Brain dead and ineffective with work, we are now forced to pause and eat. Yet having depleted ourselves by skipping lunch, it takes more energy to get our engines running again than if we had paused at our regular lunch hour, and we’ve lost even more time of our day.
This is the same with taking a pause to meditate. If we steamroll through our days, always chasing the impossible dream of an empty to-do list, we will inevitably end up depleted and burnt out. By pausing before our health or other circumstances force us to, we ultimately limit our downtime and can operate more efficiently with all that is being asked of us.
In addition, when I hear that “I don’t have the time to meditate,” I question what the expectations are of meditation. Is it that we must seclude ourselves for half an hour (or more!) to the proverbial rural mountain, sit cross-legged in the lotus position and not have a thought pass through our mind? This is as unreasonable as it is unrealistic.
So, what is reasonable, and what do we do?
- Make it a priority
Just as you “make time” to brush your teeth and eat food daily, consider that pausing and meditating is another form of self-care.
- Start small
Do not think you have to upend your entire day to meditate. Start with 5 minutes. Or 2 minutes. Just stop. Sit down and don’t do anything. Breathe, feel what’s happening in your body, hear the noises in the room, watch the whirlwind of thoughts that spiral in your mind, just don’t do anything.
There will be times when 2 minutes feels like 2 hours, or 5 minutes feels like 5 seconds. It’s all part of the process. But soon 5 minutes will become 10.
- Take pauses throughout your day
Another option is to take 10-second pauses several times throughout your day. Once you arrive after driving somewhere, turn off the car and sit for 10 seconds. Take a few breaths and pause. Gather yourself in the moment before moving on to your next task.
Take a pause before you eat. Or after you hang up the phone.

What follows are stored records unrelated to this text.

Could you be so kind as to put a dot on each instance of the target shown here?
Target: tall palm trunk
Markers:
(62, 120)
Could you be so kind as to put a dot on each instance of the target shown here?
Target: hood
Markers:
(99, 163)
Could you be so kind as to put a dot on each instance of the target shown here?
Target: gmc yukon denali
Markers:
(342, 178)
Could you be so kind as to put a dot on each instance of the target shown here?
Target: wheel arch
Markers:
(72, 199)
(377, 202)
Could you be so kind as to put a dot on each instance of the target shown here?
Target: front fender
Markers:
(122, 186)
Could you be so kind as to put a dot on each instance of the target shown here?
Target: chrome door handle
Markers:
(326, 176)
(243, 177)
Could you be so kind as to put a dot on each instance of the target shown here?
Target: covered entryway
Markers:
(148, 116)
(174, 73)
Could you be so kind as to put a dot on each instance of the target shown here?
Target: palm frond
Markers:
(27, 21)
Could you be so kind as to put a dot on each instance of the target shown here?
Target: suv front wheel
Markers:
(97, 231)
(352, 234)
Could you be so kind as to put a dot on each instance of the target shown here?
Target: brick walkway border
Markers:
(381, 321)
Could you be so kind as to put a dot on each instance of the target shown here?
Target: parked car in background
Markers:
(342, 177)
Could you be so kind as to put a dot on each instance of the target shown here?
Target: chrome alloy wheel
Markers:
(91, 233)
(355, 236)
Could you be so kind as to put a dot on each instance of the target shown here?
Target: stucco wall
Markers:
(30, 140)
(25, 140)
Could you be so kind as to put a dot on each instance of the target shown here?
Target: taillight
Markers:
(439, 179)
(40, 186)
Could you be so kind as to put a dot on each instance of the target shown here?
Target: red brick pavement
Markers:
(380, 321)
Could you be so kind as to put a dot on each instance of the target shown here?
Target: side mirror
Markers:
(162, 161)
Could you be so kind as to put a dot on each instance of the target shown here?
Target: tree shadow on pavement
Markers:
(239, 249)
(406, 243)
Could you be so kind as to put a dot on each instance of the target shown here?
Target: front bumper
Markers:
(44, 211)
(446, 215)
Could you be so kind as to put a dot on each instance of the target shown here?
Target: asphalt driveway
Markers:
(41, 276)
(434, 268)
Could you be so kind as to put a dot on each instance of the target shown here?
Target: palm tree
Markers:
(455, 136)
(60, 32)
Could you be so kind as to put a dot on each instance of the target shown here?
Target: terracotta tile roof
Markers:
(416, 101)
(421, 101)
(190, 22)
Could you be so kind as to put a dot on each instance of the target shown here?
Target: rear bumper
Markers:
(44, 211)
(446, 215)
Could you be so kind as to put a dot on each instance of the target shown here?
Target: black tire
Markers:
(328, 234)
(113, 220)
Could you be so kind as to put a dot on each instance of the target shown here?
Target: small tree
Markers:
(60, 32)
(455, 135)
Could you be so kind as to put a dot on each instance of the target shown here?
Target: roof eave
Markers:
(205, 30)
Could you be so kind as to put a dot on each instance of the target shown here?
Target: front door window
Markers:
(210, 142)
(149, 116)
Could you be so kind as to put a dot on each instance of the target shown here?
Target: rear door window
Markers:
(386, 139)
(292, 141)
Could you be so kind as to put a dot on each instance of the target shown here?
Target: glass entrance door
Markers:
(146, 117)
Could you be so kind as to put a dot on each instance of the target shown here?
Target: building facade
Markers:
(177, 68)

These short breaks start to breathe some life into your day, freeing you from the always-on-to-the-next-thing race to nowhere.
- Make a commitment
The benefits of meditation show up over time. Commit to this form of self-care, of bringing your energy and focus back home to you. The rewards are rich and numerous, but they show up with practice.
Just as it is unrealistic to go workout at the gym once and then expect yourself to have six-pack abs and be able to run a marathon, it is unrealistic to meditate once and then be a Zen master. Stick with it, and you will be surprised at what you find.
It was not too long ago that when we drove somewhere, it was just us and the car, or when we were in a waiting room at an office, we actually had nothing to do but wait. But now, we are not afforded natural breaks in our always-on, always-connected, instant-gratification, instant-response-needed society. So the need for taking break, the need for creating the pause, is stronger than ever.
Please, right now, at the end of reading this post, stop. 10 seconds. Before you comment, close this tab, or move on to the next item in your queue of things to read or things to do, just stop. Sit. Be.